Depuis, la jeune docteur en chimie inorganique a largement percé ces mystères. Tous les jours, elle franchit le poste de garde d'un vaste bâtiment où s'inscrit en lettres d'or le nom d'un couturier à faire rêver les élégantes : Christian Dior. « Je suis coordinatrice au sein du département Recherche & Développement (R&D) des cosmétiques », explique la jeune femme au pas décidé. Après sa soutenance de thèse, six mois à peine lui ont suffi pour négocier un virage parfaitement maîtrisé, de la paillasse de son laboratoire CNRS à la prestigieuse maison de luxe du groupe LVMH1. Désormais, elle ne touche plus à la moindre éprouvette. « Si vous voulez un portrait type, il faut me représenter à une réunion, une pile de dossiers sous le bras ! », s'amuse-t-elle. Sa mission : soutirer aux fournisseurs toutes informations sur les nouvelles matières premières proposées, texturants et principes actifs. Puis commander aux chimistes maison, qui une étude de texture, qui une étude en toxicologie. Et compiler enfin ces données afin de réaliser de véritables « cartes d'identité chimique » de chaque substance, peut-être bientôt choisie comme nouvel ingrédient d'un anti-ride miracle.

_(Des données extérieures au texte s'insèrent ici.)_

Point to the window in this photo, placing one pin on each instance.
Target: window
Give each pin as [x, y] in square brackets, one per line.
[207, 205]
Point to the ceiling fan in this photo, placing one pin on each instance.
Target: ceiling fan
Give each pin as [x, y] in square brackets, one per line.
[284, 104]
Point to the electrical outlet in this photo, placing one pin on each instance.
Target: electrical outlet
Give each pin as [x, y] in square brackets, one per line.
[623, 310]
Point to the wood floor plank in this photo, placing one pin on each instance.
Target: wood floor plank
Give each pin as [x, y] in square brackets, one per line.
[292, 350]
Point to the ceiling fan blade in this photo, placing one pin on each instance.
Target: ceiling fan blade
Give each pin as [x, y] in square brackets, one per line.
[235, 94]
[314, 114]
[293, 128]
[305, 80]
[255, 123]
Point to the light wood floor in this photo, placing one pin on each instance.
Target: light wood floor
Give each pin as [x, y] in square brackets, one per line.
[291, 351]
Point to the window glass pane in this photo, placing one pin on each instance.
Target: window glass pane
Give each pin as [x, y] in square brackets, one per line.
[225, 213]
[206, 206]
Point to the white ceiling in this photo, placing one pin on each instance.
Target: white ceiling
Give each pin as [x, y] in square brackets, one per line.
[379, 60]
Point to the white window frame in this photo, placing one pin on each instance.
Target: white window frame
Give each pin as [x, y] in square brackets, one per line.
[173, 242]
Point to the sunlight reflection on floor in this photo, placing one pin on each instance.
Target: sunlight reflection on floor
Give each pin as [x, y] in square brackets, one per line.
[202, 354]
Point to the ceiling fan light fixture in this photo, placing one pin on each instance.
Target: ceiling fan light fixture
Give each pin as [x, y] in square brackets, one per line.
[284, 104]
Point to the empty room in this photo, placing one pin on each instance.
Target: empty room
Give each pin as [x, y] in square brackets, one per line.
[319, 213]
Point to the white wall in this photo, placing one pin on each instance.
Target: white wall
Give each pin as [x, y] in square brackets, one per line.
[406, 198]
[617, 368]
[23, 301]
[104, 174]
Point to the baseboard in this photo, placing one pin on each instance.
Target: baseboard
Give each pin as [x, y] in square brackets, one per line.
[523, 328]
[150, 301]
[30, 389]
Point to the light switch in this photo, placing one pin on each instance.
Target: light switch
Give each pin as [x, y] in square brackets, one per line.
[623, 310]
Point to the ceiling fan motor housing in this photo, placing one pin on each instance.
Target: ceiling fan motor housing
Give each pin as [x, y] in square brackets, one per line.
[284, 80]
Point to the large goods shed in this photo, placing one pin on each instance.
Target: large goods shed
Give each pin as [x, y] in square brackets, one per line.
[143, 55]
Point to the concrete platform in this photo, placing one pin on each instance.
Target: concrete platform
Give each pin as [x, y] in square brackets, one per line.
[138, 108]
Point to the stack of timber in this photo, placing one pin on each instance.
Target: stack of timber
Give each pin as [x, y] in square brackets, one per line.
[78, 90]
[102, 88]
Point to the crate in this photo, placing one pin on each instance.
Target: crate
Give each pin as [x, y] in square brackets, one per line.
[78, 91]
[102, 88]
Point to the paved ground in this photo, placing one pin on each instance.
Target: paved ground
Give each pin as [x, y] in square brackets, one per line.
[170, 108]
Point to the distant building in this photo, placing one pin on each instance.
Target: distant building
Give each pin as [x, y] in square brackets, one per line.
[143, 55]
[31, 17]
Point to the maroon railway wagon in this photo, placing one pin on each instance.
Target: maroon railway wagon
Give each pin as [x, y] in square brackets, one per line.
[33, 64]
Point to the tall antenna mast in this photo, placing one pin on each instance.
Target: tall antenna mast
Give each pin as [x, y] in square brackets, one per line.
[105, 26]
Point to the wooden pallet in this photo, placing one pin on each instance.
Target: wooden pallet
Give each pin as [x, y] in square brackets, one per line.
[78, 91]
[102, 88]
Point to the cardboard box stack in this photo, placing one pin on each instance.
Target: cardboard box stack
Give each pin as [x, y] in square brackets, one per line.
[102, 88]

Promenant sa silhouette d'un bureau à l'autre comme un poisson dans l'eau, entre les affiches de produits de luxe et les flacons de parfum géants factices, elle ajoute : « j'ai trouvé dans la R&D une mise en application idéale de la chimie, explique-t-elle. La recherche dans cette discipline m'a toujours passionnée, mais j'avais besoin d'en tirer des choses très concrètes ». Un besoin déjà pressenti lors de son passage en école d'ingénieur, et confirmé pendant sa thèse, à l'occasion de collaborations industrielles. D'abord avec le géant anglais du détergent, Unilever, à l'affût d'un détachant spécial taches de thé, puis avec Osaka Gas Company, spécialiste japonais des hydrocarbures, à la recherche d'un combustible propre. Ses « années labo » lui permettent aussi d'apprendre le langage des industriels et, bien sûr, celui des chercheurs. Le recruteur de la maison Dior y sera sensible… « Sinon, comment s'adresser aussi bien aux fournisseurs qu'aux chimistes dont je dois aujourd'hui coordonner les études ? », acquiesce la jeune femme. Sa curiosité naturelle (le propre du chercheur !), son aptitude à dénicher informations et contacts, et sa capacité à travailler en équipe - qualités largement développées pendant sa thèse - achèveront de faire pencher la balance lors de son embauche. « Pour présenter habilement ces points forts, l'Association Bernard Grégory2 m'a aussi beaucoup aidée », rappelle la jeune femme avant d'expliquer le principe de ce programme soutenu par le ministère de la Recherche et des Nouvelles Technologies, et le CNRS. « Il s'agit d'un chapitre supplémentaire à ajouter à la fin de la thèse, se souvient-elle. Un bilan des compétences acquises durant les trois années de recherche : du relationnel avec les collaborateurs jusqu'à la planification des manips, en passant par la gestion du budget d'un projet. » De précieux savoir-faire que les jeunes docteurs oublient trop souvent de faire valoir auprès des employeurs. Car, après tout, « nous ne sommes pas tous obligés de faire de la recherche fondamentale », conclut la jeune femme dans un sourire malicieux. Joues roses sur teint de porcelaine. Une publicité vivante pour les produits de beauté.
Charline Zeitoun
Ce portrait est le premier d'une série qui, régulièrement, illustrera l'utilité du « 3e chapitre de la thèse ».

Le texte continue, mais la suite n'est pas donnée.